Il boit doucement son thé vert.
— Que proposez-vous ?
— Vous, Lucrèce, vous chercherez Tristan.
— Vous ne venez pas avec moi ?
— Moi, en parallèle, j’enquêterai à ma manière. Sur le fond et non sur la forme.
— C’est-à-dire ?
— Je vous l’ai dit, pour moi la clef de tout ça est à chercher à la source même de l’humour. Ce qui me semble le grand enjeu. Pourquoi le rire est-il apparu sur Terre ? Je partirai donc sur la piste de l’origine de ce phénomène biologiquement inutile.
Elle soupire longuement, déçue.
— Je vais donc encore enquêter seule ?
— Nous nous tiendrons informés de l’avancée de nos pistes respectives.
Lucrèce Nemrod, agacée mais n’osant le manifester, plonge son doigt dans le pot de Nutella et le gobe tout entier.
Bon, soyons pratique. Première chose à faire : les achats.
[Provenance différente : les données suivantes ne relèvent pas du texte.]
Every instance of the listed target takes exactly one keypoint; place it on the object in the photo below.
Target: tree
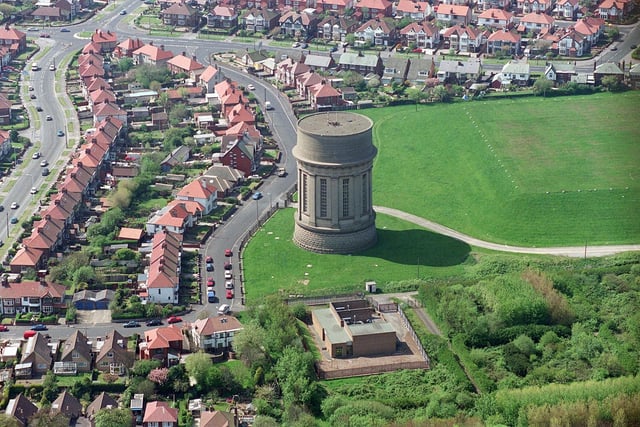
(109, 417)
(541, 86)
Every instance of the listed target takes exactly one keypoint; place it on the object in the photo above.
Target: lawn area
(532, 171)
(404, 251)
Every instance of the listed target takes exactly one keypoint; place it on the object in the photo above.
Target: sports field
(529, 171)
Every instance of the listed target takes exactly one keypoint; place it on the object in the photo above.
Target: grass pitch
(532, 171)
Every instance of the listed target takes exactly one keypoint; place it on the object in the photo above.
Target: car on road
(131, 324)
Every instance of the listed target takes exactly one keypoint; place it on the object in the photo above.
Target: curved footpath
(570, 251)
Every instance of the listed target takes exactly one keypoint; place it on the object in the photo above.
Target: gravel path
(570, 251)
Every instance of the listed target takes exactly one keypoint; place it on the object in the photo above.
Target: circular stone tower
(334, 155)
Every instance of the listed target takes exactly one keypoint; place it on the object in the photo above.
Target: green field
(531, 171)
(404, 251)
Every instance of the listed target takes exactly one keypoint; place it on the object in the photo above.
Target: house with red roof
(367, 9)
(464, 39)
(504, 42)
(180, 15)
(107, 40)
(215, 334)
(127, 47)
(613, 10)
(31, 296)
(150, 54)
(376, 32)
(184, 64)
(535, 6)
(424, 34)
(300, 25)
(199, 190)
(415, 10)
(567, 9)
(496, 18)
(453, 14)
(13, 40)
(536, 23)
(164, 344)
(158, 414)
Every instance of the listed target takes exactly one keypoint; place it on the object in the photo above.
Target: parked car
(174, 319)
(131, 324)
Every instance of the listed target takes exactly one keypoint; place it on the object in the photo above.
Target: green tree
(109, 417)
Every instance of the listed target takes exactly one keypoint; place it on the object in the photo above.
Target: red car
(174, 319)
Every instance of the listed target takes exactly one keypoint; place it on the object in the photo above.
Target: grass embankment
(532, 172)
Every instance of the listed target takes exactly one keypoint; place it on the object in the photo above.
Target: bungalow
(452, 14)
(536, 23)
(376, 32)
(199, 190)
(114, 358)
(160, 414)
(215, 334)
(30, 297)
(496, 18)
(77, 352)
(164, 344)
(335, 28)
(361, 63)
(424, 34)
(259, 20)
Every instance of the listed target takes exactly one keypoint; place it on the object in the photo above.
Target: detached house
(424, 34)
(215, 334)
(376, 32)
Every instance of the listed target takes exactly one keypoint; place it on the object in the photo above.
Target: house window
(365, 195)
(345, 197)
(305, 197)
(323, 197)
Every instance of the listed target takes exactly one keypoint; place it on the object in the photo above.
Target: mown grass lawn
(273, 263)
(532, 171)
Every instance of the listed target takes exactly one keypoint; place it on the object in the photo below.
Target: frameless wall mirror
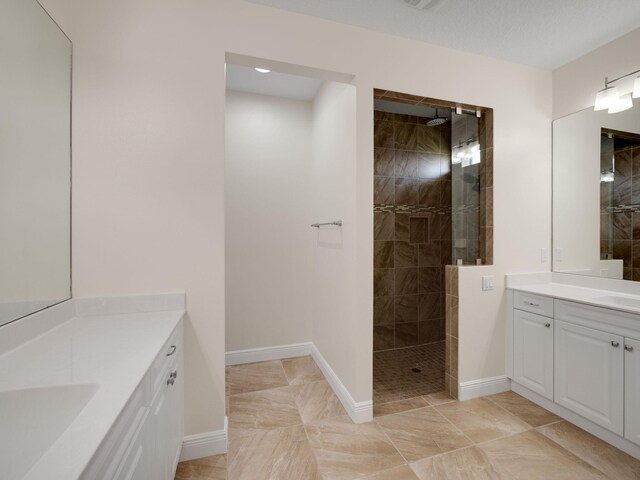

D’abord un sac à dos pour tout ranger. Ensuite des culottes, des soutiens-gorge. Des bas. Un petit nécessaire de maquillage et de démaquillage. Du rouge à lèvres. Du parfum. Du vernis à ongles. Un revolver calibre 7,65 mm. Des cartouches. Du shampooing cheveux mi-gras. Une crème de nuit relaxante. Un sèche-cheveux 2000 watts, celui de l’hôtel est trop faiblard. Une brosse à dents. Un appareil photo 18-115 mm avec des cartes mémoire. Et puis… des préservatifs, au cas où j’arriverais à le faire changer d’avis.